Camejo, who ran for the presidency in 1976, emphasizes prudent investing and points to the state’s energy crisis as an example of bad investments that he said he would avoid. 

Camejo founded and runs Progressive Asset Management, Inc., which promotes socially responsible investments, and helped set up the Eco-Logical trust for Merrill Lynch. 

Camejo also said he would push for runoff elections to prevent the possibility of election troubles that Florida faced during the 2000 presidential election. 

Warren has run for Congress as a Green Party member and has been working to get the Three Strikes law to apply only to violent crimes. She’s also the lead plaintiff in a suit against the CIA, accusing it of letting drugs into the country. Warren’s son was addicted to crack. 

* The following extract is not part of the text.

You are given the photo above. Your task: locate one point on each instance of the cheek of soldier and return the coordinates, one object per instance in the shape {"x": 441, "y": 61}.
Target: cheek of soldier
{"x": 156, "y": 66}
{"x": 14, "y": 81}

Both candidates emphasized the Green Party’s work in local elections. 

In the past few weeks, 50 Green Party candidates have been elected to local positions nationwide, said campaign strategist Rebecca Kaplan. 

Much of the party’s support comes not just from Green Party members but from crossover voters — those registered as Democrats or Republicans who vote for Green Party candidates. 

Such crossover support in the 2000 presidential election drew criticism, especially from the Democratic Party. Many Democrats accuse Green Party candidate Ralph Nader of siphoning votes from Democratic candidate Al Gore. 

That’s why the Green Party is pushing for instant runoff elections, Kaplan said. 

The instant runoff would let people rank their top two candidates. If no candidate received a majority, then those people who didn’t list those candidates as their first choice would have their second choices counted, in an automatic runoff including the two candidates who got the most votes overall. 

San Francisco has an instant runoff proposal on the ballot in March, and New Mexico and Alaska also are considering such a plan, Kaplan said. 

The party is growing by 4.6 percent a year in California, party officials said, and now it numbers around 150,000 members.  

By contrast, about 7 million voters are registered Democrats in the state, and about 5.4 million voters are registered Republicans.